That said, I had the most amazing driving experience of my life the other day. I drove us from Monterey to San Francisco, a drive that takes in an incredible freeway that winds down through spectacular hillsides, and another that cruises up Silicon Valley and then hits the city. We finally got the iPod to work and I caught my first glimpse of San Fran to the sounds of Yello's 'Oh Yeah'. Fans of Ferris Bueller will appreciate the juxtaposition. Driving a big SUV along an American freeway to a classic song - that makes you feel all conquering and all powerful. No wonder these people cling on to that part of their way of life with such defiance.

Animals
On the way up I've had the chance to see elephant seals and sealions up close in their natural habitat.
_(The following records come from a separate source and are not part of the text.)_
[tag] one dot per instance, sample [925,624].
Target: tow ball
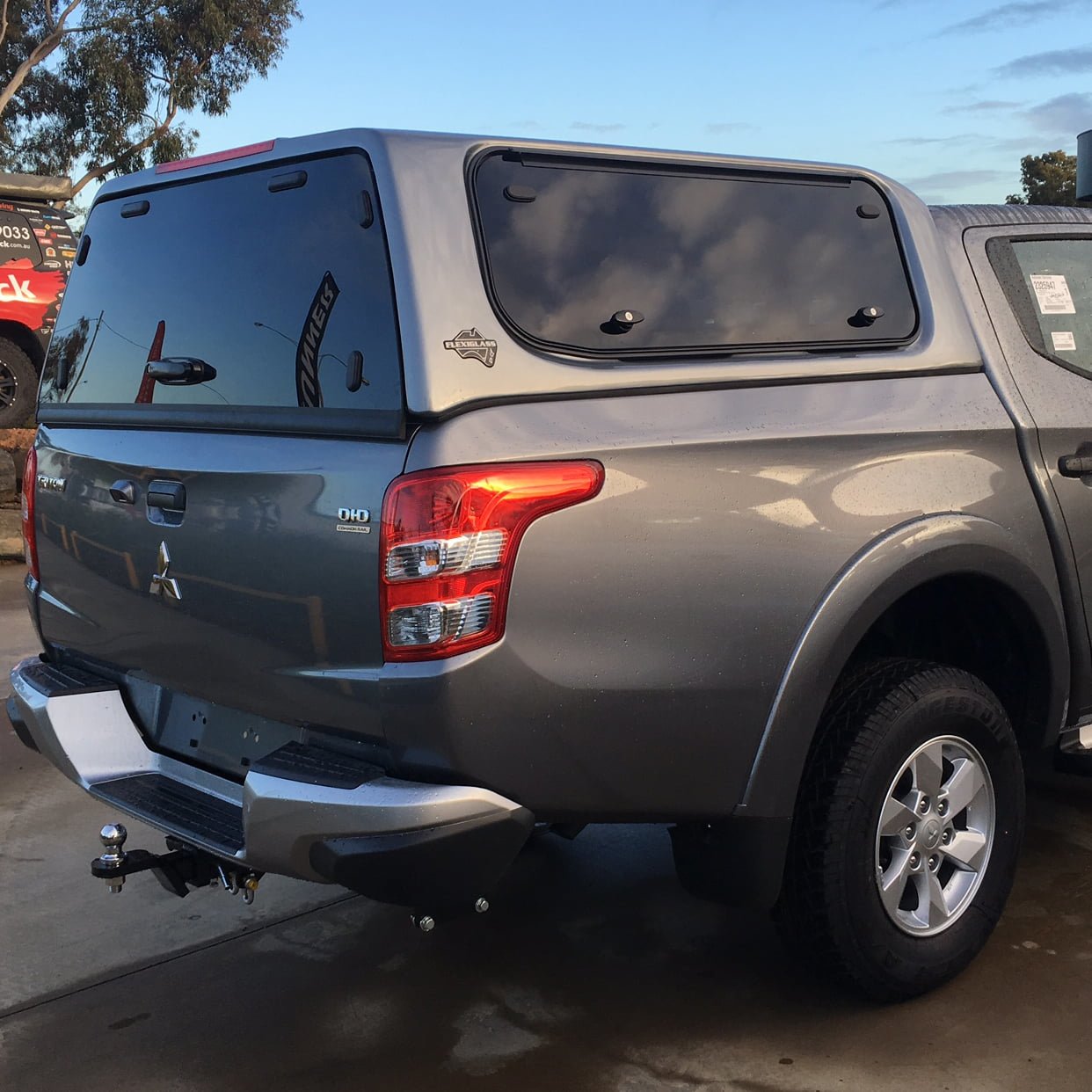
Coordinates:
[178,870]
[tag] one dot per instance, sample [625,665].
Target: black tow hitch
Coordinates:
[179,870]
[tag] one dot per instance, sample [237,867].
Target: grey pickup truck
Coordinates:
[397,494]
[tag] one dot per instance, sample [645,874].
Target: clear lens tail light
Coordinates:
[30,533]
[448,546]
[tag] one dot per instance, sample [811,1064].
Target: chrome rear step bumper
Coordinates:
[302,812]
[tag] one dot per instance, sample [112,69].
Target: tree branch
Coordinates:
[40,53]
[104,170]
[4,22]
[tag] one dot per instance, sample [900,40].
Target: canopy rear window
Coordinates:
[1048,283]
[703,260]
[276,279]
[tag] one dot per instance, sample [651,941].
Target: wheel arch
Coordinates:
[26,339]
[940,558]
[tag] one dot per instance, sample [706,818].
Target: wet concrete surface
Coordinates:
[592,971]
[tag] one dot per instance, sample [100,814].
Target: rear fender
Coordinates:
[906,558]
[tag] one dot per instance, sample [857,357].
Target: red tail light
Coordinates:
[448,549]
[30,533]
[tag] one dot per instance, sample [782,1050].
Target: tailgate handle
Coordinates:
[123,492]
[170,496]
[1074,465]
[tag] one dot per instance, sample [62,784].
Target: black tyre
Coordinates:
[906,830]
[18,386]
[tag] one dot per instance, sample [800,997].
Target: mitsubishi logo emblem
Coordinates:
[161,582]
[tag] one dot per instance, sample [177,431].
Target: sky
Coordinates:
[943,96]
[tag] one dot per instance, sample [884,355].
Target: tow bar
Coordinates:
[179,870]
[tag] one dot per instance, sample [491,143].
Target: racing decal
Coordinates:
[308,388]
[472,346]
[30,295]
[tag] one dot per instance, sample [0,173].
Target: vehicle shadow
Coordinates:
[593,970]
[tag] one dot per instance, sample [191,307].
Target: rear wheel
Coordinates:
[906,830]
[18,384]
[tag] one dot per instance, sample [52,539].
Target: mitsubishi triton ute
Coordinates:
[394,494]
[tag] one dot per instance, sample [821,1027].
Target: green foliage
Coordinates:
[1050,178]
[119,76]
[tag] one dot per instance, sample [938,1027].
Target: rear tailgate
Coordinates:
[215,536]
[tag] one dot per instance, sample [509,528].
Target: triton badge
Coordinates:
[51,484]
[472,346]
[161,582]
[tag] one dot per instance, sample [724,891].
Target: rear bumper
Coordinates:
[302,812]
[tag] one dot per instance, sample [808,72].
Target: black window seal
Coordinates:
[294,420]
[627,164]
[1010,276]
[387,424]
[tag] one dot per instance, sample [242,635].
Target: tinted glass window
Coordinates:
[705,260]
[275,289]
[1056,303]
[17,239]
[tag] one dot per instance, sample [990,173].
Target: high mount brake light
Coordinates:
[30,532]
[448,545]
[203,161]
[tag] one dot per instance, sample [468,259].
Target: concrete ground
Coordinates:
[593,971]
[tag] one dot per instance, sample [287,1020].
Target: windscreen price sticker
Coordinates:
[1052,294]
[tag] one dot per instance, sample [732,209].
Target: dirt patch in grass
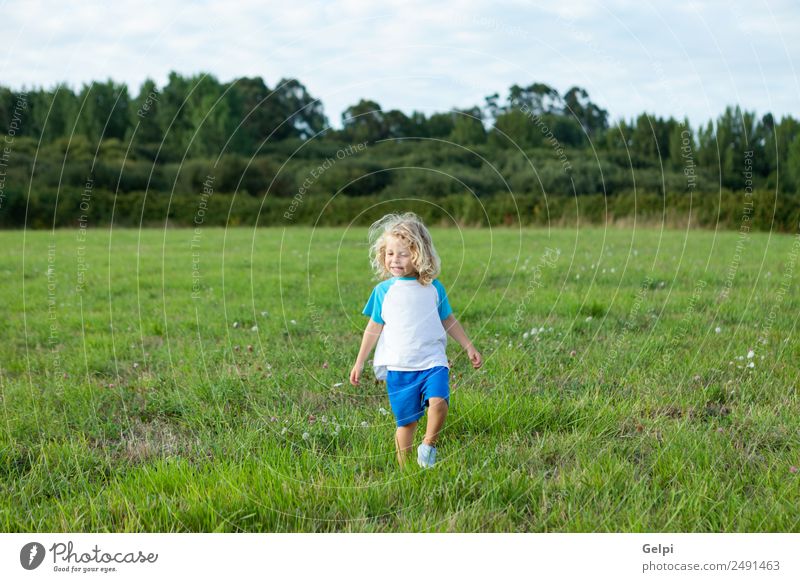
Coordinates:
[140,442]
So close, in fact, that I can tell you elephant seals are STINKY, and sealions are total posers. No matter how low I'm feeling, animals always manage to bring me out of myself. They're just so much themselves, so idiosyncratic, and somehow so similar to us. Americans adore their pets. In fact I've even seen anti-PETA advertising exhorting Americans to stand up for their 'right to own a pet'. Our preferred motel has a welcome policy to pets, and so there are generally happy looking dogs bounding about and barking up a storm. It's nice.

Strangers
My poor brother took ill yesterday, after some dodgy Chinatown seafood in San Fran. He was forced to spend the day in bed, and so I was forced to go out and make my own company. We were staying on Geary Street, on the edge of the tenderloin district, which is one of the skankiest places I have ever witnessed anywhere (waaay worse than anything I've seen in Asia). There were people smoking crack on the street, women covered in track marks, homeless guys wandering around in the middle of the road like zombies, doing scary random shit. This gave me a somewhat unfavorable initial impression of 'America's most beautiful city' and I wandered as far from the hotel as I could get. This meant an overdose of shopping areas and tourist attractions, which tired me out. Somewhat disillusioned at the end of my day, I wandered back towards the hotel. Just a few meters up the street I chanced upon a nice looking coffee bar, with some normal looking people inside. I wandered in and began reading my book. It didn't take long before I got sucked into a conversation with the bar owner (a Turkish Cypriot) and a psychic called Elizabeth (a reformed psychic, to be precise). It soon became apparent that I'd wandered into the epicenter of neighborhood social life. Everyone who walked by popped in to say hello, ask a question, share some gossip, try and sell a stolen bicycle, find a partner to play poker with. I must have been introduced to between 15 and 20 people, each of whom had something interesting to say. At some point a local homeless guy came in and asked to play the piano. I sat there, listening to a bunch of amusing strangers discussing the nature of reality as this guy played one haunting melody after another on this utterly tuneless old piano. It was a truly beautiful moment. If it wasn't for the black poker chip nestling at the bottom of my handbag this morning, I'd think it was all a dream.